Other sectors that are likely to lead hiring in the new fiscal include pharmaceuticals, FMCG and education, as they are facing a talent crunch at present.
Ernst & Young, however, believes that despite the ensuing euphoria over rising number of jobs, companies are likely to approach hiring with caution due to the hard lesson learnt in the past.
Although most companies are doing away with hiring freeze imposed during the economic downturn, they are likely to hire strategically and look for long-term talent needs and not near term staffing requirements.
Moreover, Ernst & Young believes that while hiring would continue mostly to meet the replacement demand created as a result of erstwhile hiring freeze, there are likely to be mixed trends in the level of hiring activity across sectors.
“Though hiring has picked up in the economy across sectors like pharmaceutical, chemical, auto, insurance, education, retail and IT, it is unlikely that the bullish hiring trends of 2007 will be restored within the next one year,” Rajan said.

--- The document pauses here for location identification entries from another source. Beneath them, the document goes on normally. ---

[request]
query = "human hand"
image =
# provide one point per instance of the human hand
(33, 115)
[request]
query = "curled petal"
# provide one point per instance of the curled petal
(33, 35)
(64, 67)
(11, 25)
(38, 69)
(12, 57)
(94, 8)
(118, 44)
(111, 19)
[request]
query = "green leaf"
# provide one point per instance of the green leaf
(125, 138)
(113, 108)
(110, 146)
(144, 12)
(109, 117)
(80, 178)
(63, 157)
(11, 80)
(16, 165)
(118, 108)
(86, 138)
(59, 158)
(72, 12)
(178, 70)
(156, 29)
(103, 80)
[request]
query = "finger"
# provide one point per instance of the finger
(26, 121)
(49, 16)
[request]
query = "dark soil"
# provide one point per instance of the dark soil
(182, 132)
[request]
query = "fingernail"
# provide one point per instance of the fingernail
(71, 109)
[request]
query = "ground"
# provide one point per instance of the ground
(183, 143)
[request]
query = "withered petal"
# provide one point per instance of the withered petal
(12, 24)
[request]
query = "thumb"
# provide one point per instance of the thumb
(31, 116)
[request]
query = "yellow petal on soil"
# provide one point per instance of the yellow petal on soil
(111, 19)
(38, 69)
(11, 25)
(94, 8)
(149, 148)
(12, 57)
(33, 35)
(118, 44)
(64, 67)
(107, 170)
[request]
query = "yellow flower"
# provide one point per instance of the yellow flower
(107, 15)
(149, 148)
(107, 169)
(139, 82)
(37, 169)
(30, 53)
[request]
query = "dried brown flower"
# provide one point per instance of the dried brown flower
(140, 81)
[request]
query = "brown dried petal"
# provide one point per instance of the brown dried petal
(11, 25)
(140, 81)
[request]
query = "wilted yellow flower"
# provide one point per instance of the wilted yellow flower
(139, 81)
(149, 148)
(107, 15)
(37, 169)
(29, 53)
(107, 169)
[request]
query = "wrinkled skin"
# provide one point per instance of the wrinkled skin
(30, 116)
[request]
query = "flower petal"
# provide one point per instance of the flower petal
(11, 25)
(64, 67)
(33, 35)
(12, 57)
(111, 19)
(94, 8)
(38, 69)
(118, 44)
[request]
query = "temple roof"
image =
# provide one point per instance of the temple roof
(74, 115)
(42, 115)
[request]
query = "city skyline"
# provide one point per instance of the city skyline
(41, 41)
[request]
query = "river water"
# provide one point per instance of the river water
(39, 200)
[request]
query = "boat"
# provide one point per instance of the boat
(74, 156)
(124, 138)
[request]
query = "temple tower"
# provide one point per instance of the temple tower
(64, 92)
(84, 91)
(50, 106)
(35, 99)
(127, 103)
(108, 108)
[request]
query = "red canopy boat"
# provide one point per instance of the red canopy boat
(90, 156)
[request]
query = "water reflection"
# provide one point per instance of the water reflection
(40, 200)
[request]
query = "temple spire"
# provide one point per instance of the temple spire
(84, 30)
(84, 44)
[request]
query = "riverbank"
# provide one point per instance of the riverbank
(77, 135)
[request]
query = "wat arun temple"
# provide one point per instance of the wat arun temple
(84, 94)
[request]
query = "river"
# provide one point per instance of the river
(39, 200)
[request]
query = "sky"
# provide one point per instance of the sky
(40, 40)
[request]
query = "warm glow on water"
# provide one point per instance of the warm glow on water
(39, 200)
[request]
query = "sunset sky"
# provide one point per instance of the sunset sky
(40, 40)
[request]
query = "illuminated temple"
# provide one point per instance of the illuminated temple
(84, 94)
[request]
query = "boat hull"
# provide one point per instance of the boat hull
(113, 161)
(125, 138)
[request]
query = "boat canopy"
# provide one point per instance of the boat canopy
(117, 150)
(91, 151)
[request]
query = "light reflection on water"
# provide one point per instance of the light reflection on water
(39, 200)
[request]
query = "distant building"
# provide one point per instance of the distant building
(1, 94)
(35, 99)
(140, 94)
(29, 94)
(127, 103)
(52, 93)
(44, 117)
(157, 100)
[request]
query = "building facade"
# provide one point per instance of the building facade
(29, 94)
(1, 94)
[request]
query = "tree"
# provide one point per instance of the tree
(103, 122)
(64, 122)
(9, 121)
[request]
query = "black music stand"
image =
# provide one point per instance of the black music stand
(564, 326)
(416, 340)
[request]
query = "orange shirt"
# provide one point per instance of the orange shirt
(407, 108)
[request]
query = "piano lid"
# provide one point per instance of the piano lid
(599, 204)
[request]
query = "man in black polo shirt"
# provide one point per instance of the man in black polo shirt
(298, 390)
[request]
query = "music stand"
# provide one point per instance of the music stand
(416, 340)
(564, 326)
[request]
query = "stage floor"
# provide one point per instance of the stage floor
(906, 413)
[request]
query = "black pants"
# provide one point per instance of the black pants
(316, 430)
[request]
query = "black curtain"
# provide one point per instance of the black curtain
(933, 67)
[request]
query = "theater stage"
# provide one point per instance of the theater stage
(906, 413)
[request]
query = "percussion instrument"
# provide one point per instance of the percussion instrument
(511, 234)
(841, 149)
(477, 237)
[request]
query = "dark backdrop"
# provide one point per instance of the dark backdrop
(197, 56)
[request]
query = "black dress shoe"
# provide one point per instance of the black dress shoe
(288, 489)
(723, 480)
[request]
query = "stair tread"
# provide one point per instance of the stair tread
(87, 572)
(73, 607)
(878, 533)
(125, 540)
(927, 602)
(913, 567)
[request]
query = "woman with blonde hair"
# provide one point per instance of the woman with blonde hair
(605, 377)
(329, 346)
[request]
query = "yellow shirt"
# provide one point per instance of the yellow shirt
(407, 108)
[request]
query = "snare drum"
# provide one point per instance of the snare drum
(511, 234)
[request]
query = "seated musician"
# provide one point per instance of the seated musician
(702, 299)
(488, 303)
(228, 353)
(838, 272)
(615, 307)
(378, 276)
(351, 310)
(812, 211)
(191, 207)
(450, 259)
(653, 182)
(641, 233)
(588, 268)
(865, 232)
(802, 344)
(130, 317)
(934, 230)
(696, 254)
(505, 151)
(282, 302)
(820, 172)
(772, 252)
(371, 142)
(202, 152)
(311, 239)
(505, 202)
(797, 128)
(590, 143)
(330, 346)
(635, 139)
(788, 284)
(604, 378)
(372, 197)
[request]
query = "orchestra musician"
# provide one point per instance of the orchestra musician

In sectors like auto/auto-components, banking, financial services and insurance (BFSI), and real estate, the hiring is on the rise to primarily fill in vacancies resulting from significant downsizing in the past and to meet future expansion plans.
Interestingly, most companies are expecting higher attrition levels over the next few months on account of jobs coming back into economy resulting in increments being used as a tool to retain talent.
Suffered IT Industry Due to Recession
The final tally of jobs lost due to recession in the US is out. Computer World has reported that the US tech industry lost 250,000 jobs last year, nearly 4% of its total workforce.
Tech manufacturing was worst hit and lost 8.1% or 112,600 jobs. Software services, which was least hit, lost 1.2% or 21,000 jobs. Overall, technology did better than other sectors of US economy which registered an overall unemployment rate of 9.3% last year.
The report says hiring is back in the US with improving economy. California, Texas, New York, Florida and Virginia are top five states for finding jobs in the US.
Though Indian IT industry also saw significant layoffs, there is no convincing data on the number of jobs lost due to recession. Most Indian firms, including the big players, chose to fire their employees stealthily on performance issues.